Deborah Secco e o “heroísmo” do adultério
Mesmo que trate as traições como uma revolução de comportamento, o máximo que a atriz consegue é expor carências e fragilidades individuais
O maior dramaturgo inglês de todos os tempos sugeriu que o dilema máximo da humanidade é “ser ou não ser”, questão que o maior dramaturgo brasileiro de todos os tempos complementou com o particípio do verbo trair. Shakespeare tinha cenário para achar que o grande problema da modernidade é a dúvida, ao passo que Nelson Rodrigues, mais comezinho, sempre soube que essa dúvida, sem nobreza ou metafísica, diz respeito única e exclusivamente ao que um cônjuge estaria fazendo pelas costas do outro. Caiam os governos, detonem-se as bombas, acabe-se o mundo, não importa: a preocupação essencial de um indivíduo que vive em sociedade é ser ou não ser… traído!
Vai daí, Deborah Secco aparece nas Amarelas e confirma que traiu todos os ex-namorados. “É terrível ver mulheres que só são fiéis porque acham que é o certo”, diz a atriz. “Isso é muito retrógrado. Quem quiser trair, que traia”. Deborah reclama que a maioria das mulheres reagiu negativamente à sua “confissão” (feita via Twitter há algumas semanas). Pode haver aí um problema de classe — as mesmas que batem no peito para dizer “mexeu com uma, mexeu com todas” esculhambam uma semelhante que agiu fora do previsto —, mas pode ser também que as mulheres simplesmente não compraram a traição como um gesto emancipatório e acreditem que a liberdade vai além de uma “pulada de cerca”, ou duas, ou dez, algo que, num percentual incógnito, acontece desde a invenção do casamento.
O mais curioso é que a displicência do “traí, sim, e daí?” é apenas aparente.

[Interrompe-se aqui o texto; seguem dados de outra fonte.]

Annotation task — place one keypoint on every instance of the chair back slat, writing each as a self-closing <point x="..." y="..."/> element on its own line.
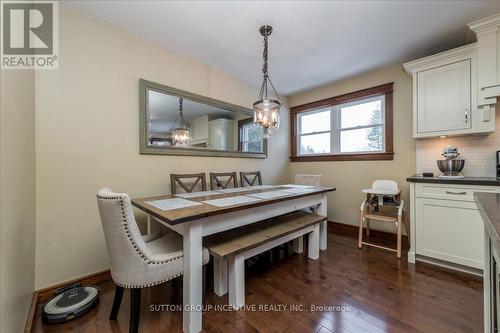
<point x="250" y="178"/>
<point x="308" y="179"/>
<point x="217" y="180"/>
<point x="188" y="182"/>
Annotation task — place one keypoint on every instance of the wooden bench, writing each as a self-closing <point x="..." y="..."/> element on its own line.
<point x="231" y="248"/>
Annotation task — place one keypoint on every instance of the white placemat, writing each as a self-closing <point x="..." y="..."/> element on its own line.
<point x="236" y="189"/>
<point x="298" y="186"/>
<point x="196" y="194"/>
<point x="269" y="195"/>
<point x="296" y="190"/>
<point x="261" y="187"/>
<point x="237" y="200"/>
<point x="175" y="203"/>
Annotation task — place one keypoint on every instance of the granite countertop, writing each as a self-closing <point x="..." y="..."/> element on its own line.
<point x="460" y="181"/>
<point x="489" y="206"/>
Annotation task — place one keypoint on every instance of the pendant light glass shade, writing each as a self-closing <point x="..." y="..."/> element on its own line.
<point x="180" y="135"/>
<point x="266" y="109"/>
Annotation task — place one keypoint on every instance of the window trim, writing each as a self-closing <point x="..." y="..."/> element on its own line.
<point x="385" y="89"/>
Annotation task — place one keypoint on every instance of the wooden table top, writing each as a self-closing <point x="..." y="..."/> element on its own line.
<point x="186" y="214"/>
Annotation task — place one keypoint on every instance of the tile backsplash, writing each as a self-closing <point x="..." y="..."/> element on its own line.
<point x="478" y="152"/>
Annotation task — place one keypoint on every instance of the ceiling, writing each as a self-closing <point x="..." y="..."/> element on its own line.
<point x="313" y="42"/>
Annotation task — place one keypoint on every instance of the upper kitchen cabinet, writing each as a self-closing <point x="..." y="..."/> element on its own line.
<point x="488" y="53"/>
<point x="445" y="95"/>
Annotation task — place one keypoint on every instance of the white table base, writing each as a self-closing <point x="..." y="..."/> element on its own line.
<point x="194" y="231"/>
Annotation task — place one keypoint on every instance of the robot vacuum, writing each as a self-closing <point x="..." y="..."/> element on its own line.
<point x="69" y="303"/>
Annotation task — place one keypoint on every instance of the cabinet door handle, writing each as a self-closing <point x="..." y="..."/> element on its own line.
<point x="460" y="193"/>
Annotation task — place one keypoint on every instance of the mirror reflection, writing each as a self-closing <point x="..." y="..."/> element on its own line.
<point x="176" y="121"/>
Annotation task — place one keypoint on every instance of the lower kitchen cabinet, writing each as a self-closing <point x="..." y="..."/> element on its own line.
<point x="450" y="230"/>
<point x="446" y="226"/>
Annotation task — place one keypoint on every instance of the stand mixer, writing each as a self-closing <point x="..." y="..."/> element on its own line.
<point x="452" y="164"/>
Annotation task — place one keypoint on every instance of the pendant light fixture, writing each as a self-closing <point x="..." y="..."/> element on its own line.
<point x="266" y="109"/>
<point x="180" y="135"/>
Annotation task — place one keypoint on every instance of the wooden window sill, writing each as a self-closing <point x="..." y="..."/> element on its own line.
<point x="386" y="156"/>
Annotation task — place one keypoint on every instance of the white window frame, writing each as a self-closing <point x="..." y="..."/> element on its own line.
<point x="335" y="127"/>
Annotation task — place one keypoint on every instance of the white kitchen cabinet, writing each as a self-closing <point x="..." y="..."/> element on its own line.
<point x="445" y="95"/>
<point x="444" y="99"/>
<point x="450" y="230"/>
<point x="199" y="131"/>
<point x="488" y="48"/>
<point x="446" y="225"/>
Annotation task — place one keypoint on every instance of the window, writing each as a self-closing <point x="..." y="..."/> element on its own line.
<point x="355" y="126"/>
<point x="250" y="136"/>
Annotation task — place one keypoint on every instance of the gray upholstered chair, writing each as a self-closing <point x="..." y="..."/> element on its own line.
<point x="136" y="262"/>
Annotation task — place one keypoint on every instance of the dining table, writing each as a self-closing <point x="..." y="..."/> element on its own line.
<point x="199" y="214"/>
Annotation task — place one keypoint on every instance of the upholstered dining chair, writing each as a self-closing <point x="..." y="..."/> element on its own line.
<point x="136" y="262"/>
<point x="222" y="180"/>
<point x="250" y="178"/>
<point x="189" y="182"/>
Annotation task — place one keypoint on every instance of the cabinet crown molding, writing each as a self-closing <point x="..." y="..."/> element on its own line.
<point x="439" y="59"/>
<point x="486" y="25"/>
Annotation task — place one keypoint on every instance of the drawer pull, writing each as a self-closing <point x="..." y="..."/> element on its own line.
<point x="460" y="193"/>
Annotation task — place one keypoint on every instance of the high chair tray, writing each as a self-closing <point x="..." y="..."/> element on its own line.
<point x="381" y="192"/>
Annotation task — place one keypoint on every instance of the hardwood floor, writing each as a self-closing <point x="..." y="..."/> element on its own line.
<point x="378" y="292"/>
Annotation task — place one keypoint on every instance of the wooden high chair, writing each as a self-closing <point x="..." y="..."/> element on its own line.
<point x="383" y="203"/>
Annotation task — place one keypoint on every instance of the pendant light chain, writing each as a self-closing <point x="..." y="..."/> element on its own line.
<point x="180" y="111"/>
<point x="266" y="109"/>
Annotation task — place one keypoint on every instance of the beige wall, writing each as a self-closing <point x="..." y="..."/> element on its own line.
<point x="478" y="151"/>
<point x="88" y="137"/>
<point x="17" y="197"/>
<point x="351" y="177"/>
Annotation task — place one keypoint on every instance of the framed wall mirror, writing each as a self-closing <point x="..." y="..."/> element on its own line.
<point x="177" y="122"/>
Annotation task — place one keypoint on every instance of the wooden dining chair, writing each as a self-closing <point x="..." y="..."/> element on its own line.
<point x="222" y="180"/>
<point x="137" y="262"/>
<point x="250" y="178"/>
<point x="188" y="182"/>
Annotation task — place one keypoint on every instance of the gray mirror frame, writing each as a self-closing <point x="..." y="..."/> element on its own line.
<point x="144" y="148"/>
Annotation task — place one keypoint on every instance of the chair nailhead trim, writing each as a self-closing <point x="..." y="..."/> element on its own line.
<point x="151" y="284"/>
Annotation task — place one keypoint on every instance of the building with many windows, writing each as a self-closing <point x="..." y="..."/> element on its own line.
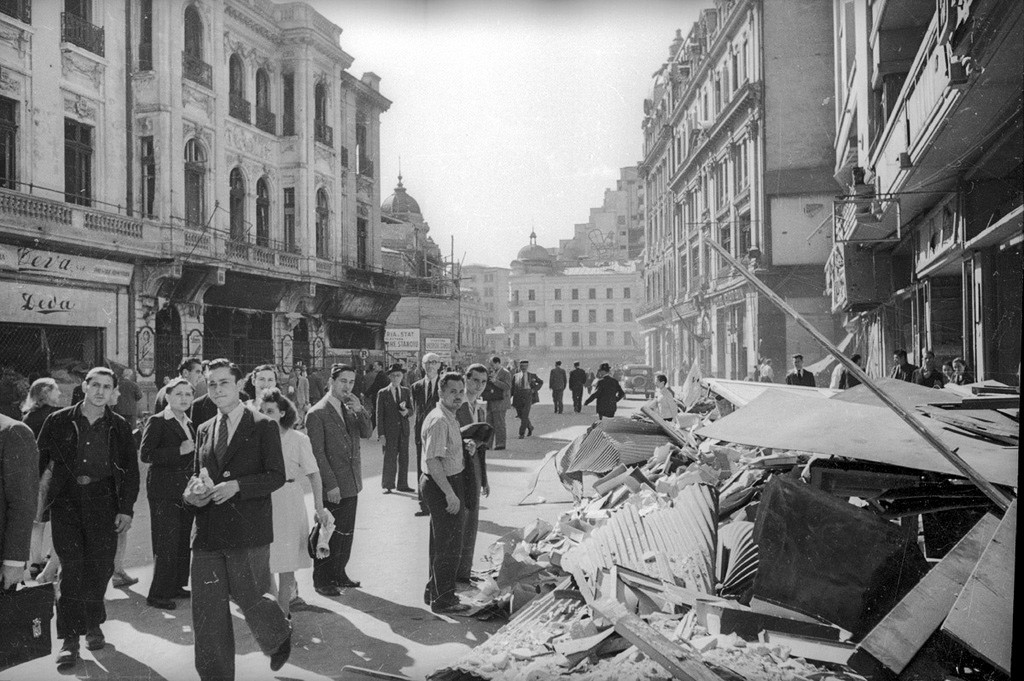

Depois de uma frase mais assertiva, “se uma mulher quiser trair porque acha bom, tudo bem”, Deborah não resiste ao clichê e fantasia uma espécie de adultério heroico e libertador para justificar atitudes que, sim, considera erradas, pois “somos todos humanos e estamos sujeitos a falhas”. Em outras palavras, ela reivindica a compreensão da sociedade, o que nos leva a crer que estamos diante de um simples caso de fragilidade individual, e não de uma revolta contra os padrões impostos ao comportamento feminino etc., etc. A atriz não está propondo que ninguém saia queimando sutiãs por aí. Quer apenas anunciar que não sente mais a necessidade de ser vista “como gostosinha, bonitinha e boazinha”.
Um fogo de palha que não condiz com o berreiro das redes sociais, tanto que os conservadores podem relaxar e dormir em paz. Por mais que as celebridades abram seus corações, o “ser ou não ser traído” está longe, e bem longe, de ser superado.